Relativismo e cretinismo, por Victor Leandro

11/08/2020

Há argumentos que parecem ser legitimados por uma tradição, mas estão muito longe disso.

Agora, por exemplo. Virou moda falar em negacionismo. Porém é preciso lembrar que este não constitui nenhuma forma elaborada de pensamento, e sim pertence à problemática da psicologia. Uma atitude que não passa pelo crivo da razão. Logo, não cabe discutir sua validade intrínseca.

Mais complicada é a questão do relativismo. Há quem diga que o suposto presidente é um dos seus adeptos. Uma grande mentira, pois o relativismo é uma refinada posição, iniciativa séria a ser discutida em uma epistemologia.

Marx, por exemplo, era considerado em muitos pontos, um relativista. Isso significa dizer que ele acreditava que as verdades deveriam ser postas em relação, no caso, com o movimento da história. É somente nesse prisma que sua acuidade poderia ser comprovada, no que marcava-se sua oposição ao absolutismo.

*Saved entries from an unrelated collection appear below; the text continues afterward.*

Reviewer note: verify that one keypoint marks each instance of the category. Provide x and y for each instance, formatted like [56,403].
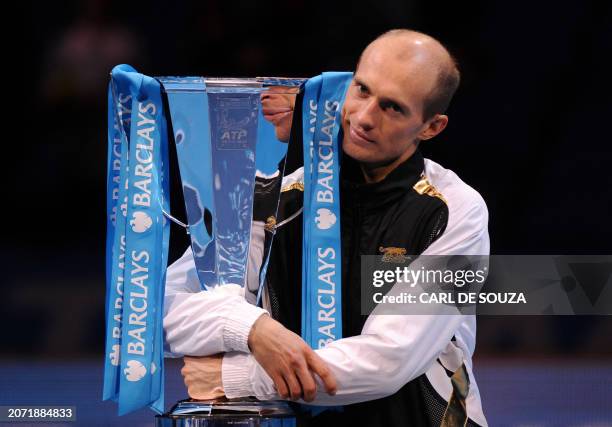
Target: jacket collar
[356,191]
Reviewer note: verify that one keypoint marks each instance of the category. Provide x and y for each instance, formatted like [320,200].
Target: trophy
[231,137]
[231,140]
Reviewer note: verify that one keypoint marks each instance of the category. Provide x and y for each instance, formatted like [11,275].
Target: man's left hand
[202,376]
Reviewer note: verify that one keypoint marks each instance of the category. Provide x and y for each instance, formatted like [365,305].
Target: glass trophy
[231,137]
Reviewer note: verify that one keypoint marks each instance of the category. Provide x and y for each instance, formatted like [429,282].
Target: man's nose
[366,115]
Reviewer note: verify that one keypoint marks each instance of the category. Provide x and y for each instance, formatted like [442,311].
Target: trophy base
[216,413]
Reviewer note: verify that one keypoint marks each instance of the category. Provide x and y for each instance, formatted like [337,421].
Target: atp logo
[135,371]
[114,355]
[140,222]
[325,219]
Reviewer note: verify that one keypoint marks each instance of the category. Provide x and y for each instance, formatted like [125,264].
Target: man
[390,370]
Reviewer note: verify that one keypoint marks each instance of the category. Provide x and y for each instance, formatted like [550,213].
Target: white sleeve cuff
[238,325]
[235,374]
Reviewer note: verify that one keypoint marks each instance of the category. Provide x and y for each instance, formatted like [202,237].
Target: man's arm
[392,349]
[202,323]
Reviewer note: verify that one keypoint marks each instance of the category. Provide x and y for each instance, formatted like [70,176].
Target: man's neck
[376,173]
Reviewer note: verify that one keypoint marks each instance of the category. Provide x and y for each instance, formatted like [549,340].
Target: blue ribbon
[140,245]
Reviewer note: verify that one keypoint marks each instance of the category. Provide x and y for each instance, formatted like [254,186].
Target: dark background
[528,129]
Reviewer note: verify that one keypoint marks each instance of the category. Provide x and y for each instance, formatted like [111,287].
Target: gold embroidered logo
[391,254]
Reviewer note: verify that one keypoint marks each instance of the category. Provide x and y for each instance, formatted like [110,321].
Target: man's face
[277,104]
[382,116]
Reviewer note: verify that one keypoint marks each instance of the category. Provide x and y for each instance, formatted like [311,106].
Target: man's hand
[288,360]
[202,376]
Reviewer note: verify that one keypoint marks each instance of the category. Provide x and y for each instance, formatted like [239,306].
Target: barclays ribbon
[322,260]
[134,366]
[119,118]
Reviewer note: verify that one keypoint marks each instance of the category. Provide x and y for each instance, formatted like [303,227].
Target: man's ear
[434,126]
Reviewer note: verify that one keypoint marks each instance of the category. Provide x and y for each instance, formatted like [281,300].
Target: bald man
[390,369]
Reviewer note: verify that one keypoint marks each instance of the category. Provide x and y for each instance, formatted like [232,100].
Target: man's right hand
[288,360]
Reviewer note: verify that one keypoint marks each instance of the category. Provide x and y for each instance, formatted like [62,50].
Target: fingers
[309,386]
[281,386]
[319,367]
[295,390]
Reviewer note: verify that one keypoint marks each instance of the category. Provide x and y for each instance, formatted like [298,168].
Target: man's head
[402,86]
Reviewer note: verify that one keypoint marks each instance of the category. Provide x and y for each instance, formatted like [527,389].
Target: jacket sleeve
[202,323]
[392,349]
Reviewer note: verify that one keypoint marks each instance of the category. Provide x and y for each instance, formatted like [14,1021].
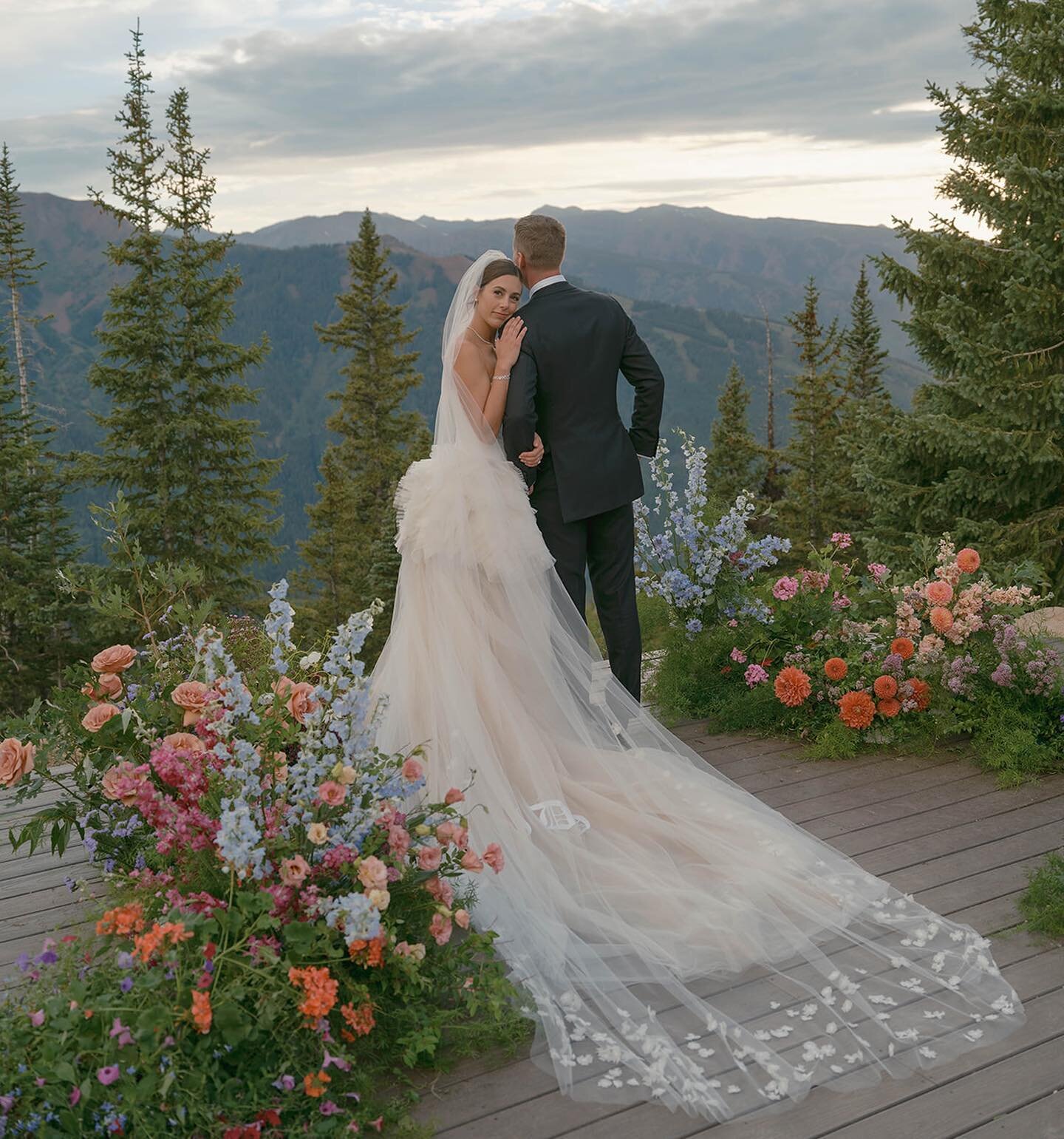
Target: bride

Claro, este é um debate que possui frentes ainda em aberto, mas nunca pode ser considerado desprezível.

Já o que se tem hoje pronunciado, principalmente para encobrir a omissão e o caos homicida pandêmico, não é mais do que um falsete, uma verborragia, uma tagarelagem oportunista, que nada têm a ver com conhecimento ou saber, a menos que o cretinismo também tenha virado uma doutrina.

Assim, fiquemos com isso. Não se pode dar lastro a algo que é apenas pontual delírio.

Do contrário, nada se discute. Vence a estupidez e a gritaria.